Mendy Ghaleb, 38, Head of Compliance and Anti-Money Laundering, Lebanese and mother to two boys aged 10 and 7
What's remarkable is that my kids always come to me for rescue because even if I don't have the answer or the glue to fix their broken toy, they know that I can wipe that tear away. And after a long day at work, my biggest challenge is discarding the stress of the day and wearing a smile that would reassure them.
On Mother’s Day, just spending time with them and creating fun and happy memories together is the best thing that I can ask for.
Eliane Chalhoub, 30, Lebanese, Account Manager and mum to a boy aged 4 and a girl aged 2
My favourite thing about motherhood is the cute and funny things children think about, like when my 4-year-old son thought I ate his little sister when he saw a photo of me pregnant with her. It's like my own comedy show every day. They have taught me to be more patient, more loving and much more appreciative of every moment we have together as a family.
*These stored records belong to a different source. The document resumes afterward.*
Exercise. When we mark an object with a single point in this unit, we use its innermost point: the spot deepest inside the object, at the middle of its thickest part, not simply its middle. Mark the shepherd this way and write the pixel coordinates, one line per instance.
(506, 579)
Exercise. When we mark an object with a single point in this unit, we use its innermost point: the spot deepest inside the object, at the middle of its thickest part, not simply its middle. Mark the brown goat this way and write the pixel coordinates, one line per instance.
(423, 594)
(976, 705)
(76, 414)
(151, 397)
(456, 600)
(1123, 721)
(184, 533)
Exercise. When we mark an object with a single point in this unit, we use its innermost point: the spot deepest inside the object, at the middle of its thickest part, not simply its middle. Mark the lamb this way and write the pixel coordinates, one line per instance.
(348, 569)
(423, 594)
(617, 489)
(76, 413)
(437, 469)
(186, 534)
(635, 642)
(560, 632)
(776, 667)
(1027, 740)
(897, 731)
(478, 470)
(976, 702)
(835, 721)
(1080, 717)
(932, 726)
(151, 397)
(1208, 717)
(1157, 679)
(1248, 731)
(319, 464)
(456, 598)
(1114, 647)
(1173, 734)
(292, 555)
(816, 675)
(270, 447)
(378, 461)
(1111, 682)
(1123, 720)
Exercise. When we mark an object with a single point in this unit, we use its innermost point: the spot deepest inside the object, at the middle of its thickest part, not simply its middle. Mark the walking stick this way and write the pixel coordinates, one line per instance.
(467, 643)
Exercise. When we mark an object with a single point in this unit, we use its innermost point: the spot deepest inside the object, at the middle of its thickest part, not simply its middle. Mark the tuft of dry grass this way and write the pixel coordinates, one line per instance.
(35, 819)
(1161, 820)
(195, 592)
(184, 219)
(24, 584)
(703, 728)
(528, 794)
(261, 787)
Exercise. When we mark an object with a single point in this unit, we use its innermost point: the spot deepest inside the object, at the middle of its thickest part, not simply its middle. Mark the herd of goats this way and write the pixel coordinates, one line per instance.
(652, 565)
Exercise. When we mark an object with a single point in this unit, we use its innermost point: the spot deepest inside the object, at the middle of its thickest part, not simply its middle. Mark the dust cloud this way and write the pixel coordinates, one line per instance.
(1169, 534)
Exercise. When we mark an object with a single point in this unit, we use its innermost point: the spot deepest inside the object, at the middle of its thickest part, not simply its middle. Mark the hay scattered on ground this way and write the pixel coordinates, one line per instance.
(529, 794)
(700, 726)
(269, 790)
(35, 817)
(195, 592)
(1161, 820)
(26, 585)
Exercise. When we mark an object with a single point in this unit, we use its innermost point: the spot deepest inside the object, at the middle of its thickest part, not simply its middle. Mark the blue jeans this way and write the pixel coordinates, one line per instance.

I would feel extra special if this Mother's Day, I can get some more sleep.
Farhana Rizwan, 41, homemaker, Sri Lankan and mum to three boys aged 17, 12 and 6
Motherhood is a privilege that I hold close to my heart. My task is that of a protector, a positive role model, disciplinarian and a good friend to my children. Even with all of the tears, yelling, frustration, confusion, and total chaos, I can honestly say I wouldn't change a thing. I feel loved and appreciated by their hugs and kisses.
Since I am not planning any outdoor activities this year on Mother's Day, it's going to be a mum and boys' day in the kitchen to bake their favourite chocolate cake. It's going to be a celebration for my boys!
Suad Alhalwachi, 64, entrepreneur, Bahraini, mum to a son and two daughters aged 36, 32 and 27 respectively
When I became a mum with my first child, my outlook to life changed completely. I cooked a meal and lived my life to fit his needs and not ours. Later, when the other two kids came, my husband and I got used to living for our children without hesitation. Our life, as I knew it, vanished into thin air and it became a life with kids in it. Motherhood is not about raising kids but the contentment we receive from seeing them grow.
Samah Aziz, 38, Marketing Director, Palestinian and mum to two girls aged 11 and 9
Motherhood to me means always being there, to be a constant source of encouragement and offering a comforting and familiar hand to hold. I feel appreciated and rewarded every single day through their unconditional love. Seeing my daughters happy and fulfilled is my source of happiness.
Every year on Mother’s Day my daughters spring a surprise with gifts and a full day of pampering. I don’t know what ideas they have come up for this year. I am sure we will make an enjoyable day out of it.
Sonia Abu Gabal, 47, HR Manager, Egyptian and mum to two boys and one girl aged 16, 14 and 9 respectively
Mothers are biologically programmed to connect with their babies and love them. Be their cheerleader for every milestone and demonstrate the abundance of unconditional love. Being a mother is the most rewarding and the most frustrating experience. Kids will challenge you, mould you, and in many ways, define you. I am doing the best I can but still it is not perfect.
Generation Z is the first generation to have grown up in a digital world and that affects their behaviour. Unfortunately appreciation is not a necessity in their life - unless they are cornered and have to resort to me to escort them somewhere, only then they show it. I wish I could change that.